When, Luke uses this same motif to describe the Last Supper he is doing the same thing: “And he took bread, and gave thanks, and brake it, and gave unto them, saying, This is my body which is given for you: this do in remembrance of me.” (Luke 22.19) This sacramental act is both reforming Jewish (and, by implication, every) society at the same time as it makes a ritual declaration that anyone who will eat this bread and drink this wine in rememberance of Christ shall share in the blessings of the kingdom of God.

But, according to Luke, Jesus, after his resurrection, returns to two disciples on the road to Emmaus and sits down with them to eat. Luke once again uses this same motif: ‘When [Jesus] was at the table with them, he took bread, blessed and broke it, and gave it to them’ (Luke 24.30). Once again Jesus shares this meal with his disciples as means of affirming the blessings of the kingdom, but then Luke adds a unique detail: ‘Then their eyes were opened, and they recognize him’ (Luke 24.41). Walking and talking with Jesus was not sufficient to reveal Jesus to these disciples. It was only after he had shared this ritual meal with them that they could see him for who he really was.
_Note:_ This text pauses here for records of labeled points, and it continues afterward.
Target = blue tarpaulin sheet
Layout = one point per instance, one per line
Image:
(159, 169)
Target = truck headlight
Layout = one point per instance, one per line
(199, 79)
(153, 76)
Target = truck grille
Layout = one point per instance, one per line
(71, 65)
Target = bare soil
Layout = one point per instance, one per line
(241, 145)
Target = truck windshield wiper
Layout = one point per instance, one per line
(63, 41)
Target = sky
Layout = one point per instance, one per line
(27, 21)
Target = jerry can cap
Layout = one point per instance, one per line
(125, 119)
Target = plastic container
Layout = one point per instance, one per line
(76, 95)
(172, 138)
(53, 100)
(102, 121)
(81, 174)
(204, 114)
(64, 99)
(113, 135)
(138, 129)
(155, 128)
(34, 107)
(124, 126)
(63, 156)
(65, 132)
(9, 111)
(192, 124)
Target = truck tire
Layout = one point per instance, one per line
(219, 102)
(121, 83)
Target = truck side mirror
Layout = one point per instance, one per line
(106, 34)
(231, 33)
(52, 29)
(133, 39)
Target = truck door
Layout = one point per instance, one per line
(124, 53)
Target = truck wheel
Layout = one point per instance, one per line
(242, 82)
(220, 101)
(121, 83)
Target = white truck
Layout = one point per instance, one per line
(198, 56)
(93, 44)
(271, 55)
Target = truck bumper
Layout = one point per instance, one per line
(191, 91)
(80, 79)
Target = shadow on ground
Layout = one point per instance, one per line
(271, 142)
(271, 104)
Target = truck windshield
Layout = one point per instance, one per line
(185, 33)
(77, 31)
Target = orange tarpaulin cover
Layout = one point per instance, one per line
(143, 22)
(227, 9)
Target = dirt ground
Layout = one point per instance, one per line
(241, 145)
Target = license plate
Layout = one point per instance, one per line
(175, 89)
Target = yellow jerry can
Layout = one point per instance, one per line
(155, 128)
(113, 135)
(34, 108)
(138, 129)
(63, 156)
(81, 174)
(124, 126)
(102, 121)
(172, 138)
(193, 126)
Brad & Ronan have already written about how this story captures the way in which Jesus is ‘everyman’, that is, he can be anyone of us. Further they suggest that one way we know if we have become what Jesus wants us to be is if we can see Jesus in everyone. This ‘take, brake, blessed, give’ motif captures the reconfiguration of society and the blessings of the kingdom, but it also shows us how we can learn to experience this change of heart which enables us to see Jesus in ‘everyman’.

Each Sunday as we take the bread, break it, bless it, and share it with each other, God will reveal himself in the small, rambunctious child sitting behind us, in the snoring gentleman a few rows in front, in the teacher struggling to control his youth Sunday school class, and in the ecclesiastical leader whose politics are different from yours. God wants to reveal himself to us in everyone and he will do this, in part,  through the sacrament.

Notes:
1. Crossan J.C., Jesus: A Revolutionary Biography, p. 77.
2. Dodd C.H., The Founder of Christianity, p. 141.

Comments

  1. J. Stapley says:

    Really, really good stuff, Aaron. Thank you.
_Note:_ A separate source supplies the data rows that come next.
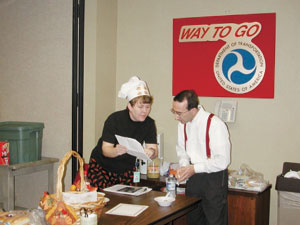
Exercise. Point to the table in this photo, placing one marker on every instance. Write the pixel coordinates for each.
(155, 214)
(244, 207)
(8, 173)
(248, 207)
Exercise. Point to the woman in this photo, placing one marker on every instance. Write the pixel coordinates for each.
(109, 162)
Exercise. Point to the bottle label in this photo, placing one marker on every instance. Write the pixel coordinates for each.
(171, 185)
(153, 169)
  2. Thanks, Aaron. Great thoughts.

  3. Aaron, in a “desert Island Scriptures” setting I would put the road to Emmaus in my seven selections. Every Easter Sunday we read this account in Luke 24 after dinner. We often have guests and our family and guests take turns as we pass the Holy Bible around the table. I love it so much because it offers the hope of testifying of Christ to Christ unawares. Thanks for putting the link to Ronan’s thoughts on this – very inspiring.

  4. Thanks guys.

    Peter V., what a wonderful tradition! I may just steal it. You’re right that this is just a very important passage.

  5. “Walking and talking with Jesus was not sufficient to reveal Jesus to these disciples. It was only after he had shared this ritual meal with them that they could see him for who he really was.”
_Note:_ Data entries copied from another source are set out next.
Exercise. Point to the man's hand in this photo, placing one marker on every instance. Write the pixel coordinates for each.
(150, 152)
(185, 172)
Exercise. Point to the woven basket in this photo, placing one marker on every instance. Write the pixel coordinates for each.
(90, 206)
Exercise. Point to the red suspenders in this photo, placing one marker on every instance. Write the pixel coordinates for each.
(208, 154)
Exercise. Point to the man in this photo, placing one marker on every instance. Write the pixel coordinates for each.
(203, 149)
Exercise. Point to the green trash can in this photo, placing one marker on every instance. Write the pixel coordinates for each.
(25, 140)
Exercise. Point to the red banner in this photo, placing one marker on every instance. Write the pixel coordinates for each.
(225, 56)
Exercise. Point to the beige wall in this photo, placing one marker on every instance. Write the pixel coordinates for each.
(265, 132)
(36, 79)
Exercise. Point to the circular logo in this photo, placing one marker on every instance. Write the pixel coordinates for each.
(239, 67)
    Love this. You’re all about the ritual meals, aren’t you Aaron? You long ago persuaded me to rethink my misanthropy about “munch and mingles.”

  6. Just in case there is one more munch-and-mingle misanthrope I have another post next week that has some relevance to these themes. One-trick pony and all that!

  7. Peter V. What a great notion. I may steal this as well.

  8. Wonderful thoughts, Aaron.

    “Walking and talking with Jesus was not sufficient to reveal Jesus to these disciples. It was only after he had shared this ritual meal with them that they could see him for who he really was.”

    I have had that same thought in the past, but I had forgotten it completely. Thanks for the reminder. I needed it today.